I walked over and hugged her.  “Can we keep a couple?” I asked the doctor.

“It would be best not to keep any, but maybe you could pick your favorite two.”  She walked over to Lizzie so she could talk with her.  “I know this is hard Junebug, but I want you to be healthy.  Your mom has to promise to wash the ones you keep regularly in hot water.”

Lizzie looked at me.  “I promise,”  I said.  I crossed my heart with my fingers.

After leaving the appointment, Lizzie started to cry again in the car.   “I can’t choose, Mom.  I love them all so much,” she said, and I knew she meant it.  I knew we would get home and she would go to her room and cry over each and every one.  How could she chose her Girl Scout bear over her Great Wolf Lodge Bear?  How could she chose the bear she got from the nice man at Toyoya over the animal she got at Christmas from Mrs. Sykes?  This situation was the worst possible situation an eight-year-old could face: making her choose who to love.  However, I also knew I could not cave.  I need to do everything in my power to protect her and get her healthy.
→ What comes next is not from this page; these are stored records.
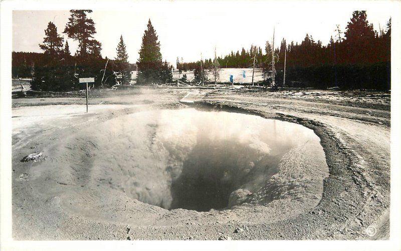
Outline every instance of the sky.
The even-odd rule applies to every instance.
[[[366,10],[368,20],[378,31],[390,18],[391,6],[382,1],[149,1],[133,2],[126,8],[94,9],[89,14],[95,22],[95,38],[102,43],[102,55],[116,56],[122,35],[129,61],[138,58],[142,37],[150,19],[158,35],[163,60],[175,64],[177,57],[185,62],[249,49],[251,44],[264,48],[285,38],[300,42],[308,33],[315,41],[327,44],[335,35],[336,25],[345,30],[354,10]],[[14,51],[41,52],[45,30],[53,22],[62,34],[70,16],[69,10],[14,11],[13,14]],[[67,39],[65,34],[63,34]],[[75,53],[77,44],[68,39]]]

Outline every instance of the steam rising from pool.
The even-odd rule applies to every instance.
[[[219,210],[255,201],[261,191],[269,193],[268,181],[297,149],[314,149],[315,157],[324,161],[312,130],[248,114],[153,110],[119,116],[91,130],[66,146],[82,146],[85,155],[79,163],[84,164],[77,165],[87,166],[88,173],[80,175],[86,177],[85,185],[107,187],[168,209]],[[74,179],[77,174],[72,170],[63,175]],[[278,193],[277,188],[269,189]],[[261,201],[274,199],[269,196]]]

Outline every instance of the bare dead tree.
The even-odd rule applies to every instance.
[[[274,68],[274,32],[275,28],[273,28],[273,41],[272,42],[272,87],[276,86],[274,81],[275,75],[276,75],[276,70]]]
[[[220,71],[220,64],[217,60],[216,47],[215,47],[215,59],[213,60],[213,76],[215,77],[215,86],[217,86],[217,80],[219,79]]]
[[[200,79],[202,79],[202,86],[203,86],[204,85],[204,69],[203,69],[203,66],[202,66],[203,62],[203,59],[202,58],[202,53],[201,52],[200,53],[200,78],[201,78]]]
[[[253,67],[252,69],[252,86],[254,86],[254,76],[255,76],[255,63],[256,60],[256,46],[254,46],[252,45],[251,46],[251,53],[253,53],[254,54],[254,63],[253,63]]]
[[[287,61],[287,45],[285,46],[285,50],[284,51],[284,77],[283,79],[283,86],[285,85],[285,65]]]
[[[103,79],[104,79],[104,74],[106,74],[106,68],[107,67],[107,63],[109,62],[109,59],[106,61],[106,65],[104,66],[104,70],[103,70],[103,76],[102,77],[102,81],[100,81],[100,84],[102,85],[102,88],[103,88]]]
[[[338,34],[338,42],[341,43],[341,34],[343,32],[341,31],[341,30],[340,30],[340,25],[336,25],[336,27],[337,27],[337,28],[335,29],[335,31]]]

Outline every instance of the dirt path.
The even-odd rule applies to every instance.
[[[310,99],[288,98],[285,96],[272,97],[268,93],[255,95],[254,93],[215,92],[205,96],[208,91],[203,91],[186,95],[186,92],[179,90],[163,91],[159,94],[155,91],[150,94],[110,98],[107,100],[112,101],[116,106],[99,106],[88,114],[68,114],[71,112],[67,110],[60,111],[56,116],[40,114],[35,119],[34,126],[30,127],[26,126],[33,117],[25,116],[32,114],[32,110],[29,109],[32,108],[14,109],[13,125],[17,126],[13,131],[13,149],[15,238],[217,239],[222,236],[233,239],[388,238],[389,110],[383,109],[381,105],[375,109],[363,105],[343,106],[321,100],[313,102]],[[149,95],[151,99],[149,99]],[[256,113],[266,117],[296,122],[313,130],[321,139],[330,173],[329,177],[324,180],[323,197],[320,202],[317,205],[311,204],[304,210],[294,209],[285,218],[281,218],[283,215],[280,214],[275,214],[274,211],[267,215],[267,211],[264,211],[266,210],[265,207],[255,207],[255,215],[259,213],[263,216],[259,223],[243,220],[241,215],[247,213],[249,209],[246,208],[221,211],[217,214],[218,216],[211,212],[200,217],[194,211],[178,209],[169,212],[153,206],[150,210],[159,216],[142,219],[144,224],[148,222],[153,226],[136,226],[129,223],[135,221],[132,217],[143,218],[145,214],[140,211],[128,213],[126,210],[138,208],[137,204],[141,202],[126,202],[115,194],[116,199],[111,204],[95,203],[96,206],[103,207],[103,209],[106,207],[110,212],[101,220],[94,219],[90,210],[85,213],[81,211],[81,214],[69,213],[64,209],[65,204],[69,201],[66,198],[61,196],[44,196],[43,194],[61,194],[63,187],[71,185],[51,180],[55,177],[54,174],[49,175],[53,173],[52,170],[38,170],[35,169],[38,164],[20,162],[27,153],[40,151],[59,141],[66,142],[67,135],[87,130],[88,127],[95,130],[97,124],[102,121],[149,109],[184,105],[180,104],[178,101],[185,96],[194,97],[198,101],[195,105],[203,108],[210,106]],[[199,101],[199,97],[204,97]],[[35,103],[35,99],[38,99],[29,100],[30,105]],[[99,98],[93,101],[100,103],[102,100]],[[143,101],[149,100],[151,102]],[[48,99],[46,104],[51,104],[52,101]],[[55,101],[56,103],[75,102],[68,98]],[[24,100],[15,102],[18,103],[17,106],[24,106]],[[46,117],[51,118],[44,119]],[[84,171],[84,166],[80,172]],[[84,172],[82,175],[85,175]],[[46,191],[45,193],[44,190],[52,192]],[[94,199],[83,196],[83,203]],[[299,203],[305,203],[293,200],[281,204],[282,202],[275,203],[278,207],[292,205],[294,208],[299,207]],[[73,208],[74,205],[71,207]],[[289,210],[291,209],[288,208]],[[193,220],[194,218],[195,221]],[[155,222],[158,223],[155,224]],[[239,228],[242,230],[234,232]],[[371,234],[372,229],[375,230],[375,234]]]

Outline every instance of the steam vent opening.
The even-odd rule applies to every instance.
[[[297,168],[306,151],[311,163],[325,163],[312,130],[256,115],[156,110],[112,119],[96,131],[82,139],[90,142],[91,180],[167,209],[224,210],[254,201],[280,170]],[[277,196],[267,190],[258,199]]]

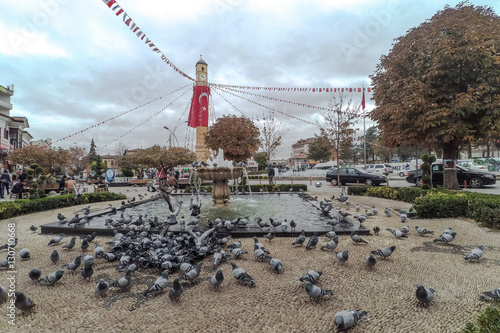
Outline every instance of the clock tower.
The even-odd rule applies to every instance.
[[[208,90],[210,89],[208,87],[208,64],[201,59],[198,60],[196,63],[196,87],[195,89],[201,89],[201,90]],[[199,88],[198,88],[199,87]],[[201,88],[204,87],[204,88]],[[201,91],[199,90],[199,91]],[[210,91],[210,90],[208,90]],[[210,93],[209,93],[210,94]],[[201,96],[201,95],[200,95]],[[198,97],[200,100],[201,97]],[[205,134],[208,131],[208,94],[207,94],[207,103],[206,103],[206,109],[202,107],[202,110],[200,112],[206,112],[206,115],[203,115],[203,118],[206,119],[206,123],[200,123],[198,126],[196,126],[196,157],[200,161],[206,162],[207,160],[210,159],[210,151],[208,148],[205,146]]]

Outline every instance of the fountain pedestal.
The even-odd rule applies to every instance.
[[[227,206],[229,204],[229,180],[238,179],[243,175],[244,168],[215,167],[197,168],[196,173],[202,180],[212,181],[212,198],[215,206]]]

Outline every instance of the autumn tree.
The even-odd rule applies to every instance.
[[[45,173],[60,173],[68,165],[70,155],[62,148],[50,149],[41,146],[25,146],[14,150],[9,160],[15,164],[30,165],[36,163]]]
[[[274,118],[274,112],[270,112],[267,117],[263,116],[262,119],[257,119],[257,127],[260,130],[260,148],[266,153],[267,160],[270,161],[283,143],[283,138],[288,130],[283,128],[283,124]]]
[[[332,95],[328,102],[328,110],[321,112],[323,121],[316,122],[321,136],[328,140],[337,160],[337,183],[340,186],[339,160],[342,147],[349,147],[356,130],[353,128],[359,117],[361,105],[354,105],[352,99],[346,100],[344,94]]]
[[[385,142],[440,147],[444,187],[458,189],[458,148],[500,129],[500,18],[462,2],[396,39],[371,76]]]
[[[208,128],[205,144],[212,150],[224,150],[224,159],[240,162],[259,149],[259,136],[259,128],[249,118],[224,115]]]
[[[316,136],[314,141],[309,144],[307,158],[318,162],[327,162],[332,156],[330,149],[330,141],[327,138]]]

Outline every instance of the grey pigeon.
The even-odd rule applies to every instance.
[[[368,244],[367,241],[365,241],[361,236],[359,236],[356,232],[352,231],[351,232],[351,239],[354,243],[356,244]]]
[[[333,253],[335,254],[335,257],[337,258],[337,260],[341,263],[345,263],[347,261],[347,259],[349,259],[349,251],[348,250],[344,250],[342,252],[333,251]]]
[[[30,311],[35,306],[35,303],[29,297],[25,296],[22,292],[16,291],[14,295],[16,296],[14,306],[22,312]]]
[[[339,236],[333,237],[326,245],[322,246],[321,249],[323,251],[333,251],[339,245]]]
[[[33,282],[36,282],[40,278],[40,275],[42,275],[42,271],[40,271],[38,268],[33,268],[28,273],[28,276]]]
[[[64,271],[61,271],[61,270],[59,270],[57,272],[50,273],[49,275],[47,275],[43,279],[38,280],[38,283],[52,286],[57,281],[61,280],[63,274],[64,274]]]
[[[82,275],[83,279],[89,279],[94,274],[94,268],[92,267],[94,264],[93,261],[86,261],[83,268],[80,270],[80,274]]]
[[[309,295],[310,299],[318,300],[318,299],[322,298],[323,296],[333,295],[333,292],[331,290],[322,289],[322,288],[312,284],[309,281],[306,282],[305,289],[306,289],[306,292]]]
[[[316,247],[318,244],[318,233],[315,231],[311,237],[309,237],[309,241],[306,245],[306,250],[310,250],[313,247]]]
[[[207,278],[207,281],[210,282],[210,284],[214,287],[214,290],[218,289],[222,284],[222,281],[224,281],[224,275],[222,274],[222,270],[219,268],[215,273],[215,275]]]
[[[387,258],[394,252],[395,249],[396,245],[393,245],[391,247],[383,247],[381,249],[372,251],[371,253],[381,256],[382,258]]]
[[[103,297],[109,290],[109,283],[104,281],[104,279],[99,279],[99,282],[95,286],[95,294],[97,296]]]
[[[472,249],[468,255],[465,256],[465,260],[479,260],[483,256],[484,246],[478,245],[476,248]]]
[[[366,311],[342,310],[335,314],[335,326],[339,330],[345,330],[355,326],[359,319],[366,316]]]
[[[168,270],[164,270],[163,273],[156,279],[156,281],[145,290],[142,295],[145,297],[149,297],[153,294],[159,293],[163,291],[164,288],[167,287],[168,284]]]
[[[299,237],[292,243],[292,245],[302,245],[306,241],[306,232],[302,230]]]
[[[303,277],[299,279],[299,281],[316,283],[316,281],[319,280],[322,274],[322,271],[309,270]]]
[[[423,285],[419,284],[415,295],[420,303],[428,304],[434,299],[435,293],[436,291],[434,289],[425,288]]]
[[[281,260],[275,258],[268,258],[267,263],[269,264],[269,266],[271,266],[273,272],[276,272],[278,274],[283,272],[283,263],[281,262]]]
[[[419,226],[415,226],[415,230],[417,231],[417,234],[419,234],[420,236],[434,235],[434,231],[427,230],[427,229],[421,228]]]
[[[437,242],[442,242],[442,243],[449,243],[451,242],[452,240],[455,239],[455,236],[457,235],[456,232],[452,231],[451,233],[443,233],[441,236],[439,236],[438,238],[436,238],[434,240],[435,243]]]
[[[248,284],[250,287],[255,287],[255,282],[252,277],[248,275],[243,268],[236,266],[232,261],[231,266],[233,267],[233,277],[238,280],[238,282]]]
[[[125,276],[110,284],[110,287],[120,288],[121,290],[127,290],[130,287],[131,282],[132,282],[132,271],[127,270]]]
[[[50,254],[50,261],[52,261],[53,264],[57,264],[59,261],[59,252],[57,252],[57,250],[52,251]]]
[[[479,296],[479,299],[483,301],[494,300],[498,302],[498,300],[500,300],[500,288],[483,292],[483,294]]]
[[[368,257],[366,257],[365,261],[368,268],[373,268],[373,266],[377,263],[377,258],[375,258],[373,253],[370,253]]]
[[[407,235],[405,235],[401,230],[395,230],[391,228],[386,228],[385,230],[389,231],[391,234],[394,235],[394,237],[401,239],[401,238],[408,238]]]
[[[64,245],[62,246],[62,248],[63,248],[63,249],[68,249],[68,250],[71,250],[72,248],[74,248],[74,247],[75,247],[75,244],[76,244],[76,241],[75,241],[75,240],[76,240],[76,237],[71,237],[71,240],[70,240],[68,243],[64,244]]]
[[[179,297],[184,291],[184,288],[182,287],[180,280],[181,280],[180,278],[176,278],[174,280],[174,285],[172,286],[172,289],[170,289],[168,293],[168,297],[170,297],[172,301],[179,301]]]
[[[49,241],[48,245],[57,245],[61,242],[61,240],[64,238],[64,236],[55,236],[52,237],[52,239]]]
[[[28,260],[31,258],[30,249],[25,247],[24,249],[19,250],[19,258],[21,258],[21,260]]]

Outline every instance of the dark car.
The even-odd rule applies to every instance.
[[[377,173],[370,173],[360,168],[340,168],[341,184],[380,185],[387,181],[387,178]],[[337,168],[331,168],[326,173],[326,181],[337,186]]]
[[[467,186],[479,188],[483,185],[494,185],[497,182],[496,175],[490,172],[469,170],[466,168],[462,168],[459,165],[456,166],[456,169],[458,185],[460,186],[464,186],[464,183],[467,182]],[[421,185],[422,175],[422,169],[418,170],[418,176],[416,170],[408,171],[408,177],[406,177],[406,181],[408,183]],[[432,185],[443,185],[443,164],[432,165]]]

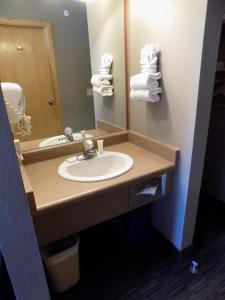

So what’s a mother to do?  I had to come up with a solution to make the best of this horrendous connundrum.

“Honey, how about when we get home after we have a stuffed animal funeral, we order that American Girl Doll you have been saving for?  How much do you have saved?”

I looked in the rearview mirror.  She wiped tears from her face.  “83.00.”

“Okay.  Mommy will pay for the rest since you have to give up some of your friends.  How does that sound?”

She nodded her head and smiled.

When we got home, after much contemplation and some more tears, she insisted on keeping four.  We put them in the washer to get them clean. We agreed that three will stay on a shelf in her room, and she can have one in her bed with her.  At the end of the week, we will throw the one she slept with in the wash, and she can take a new one off of the shelf to have in bed with her.  It was a worthwhile compromise.

Oh, and we ordered Saige, the American Girl Doll of the Year.  She is waiting patiently for her arrival.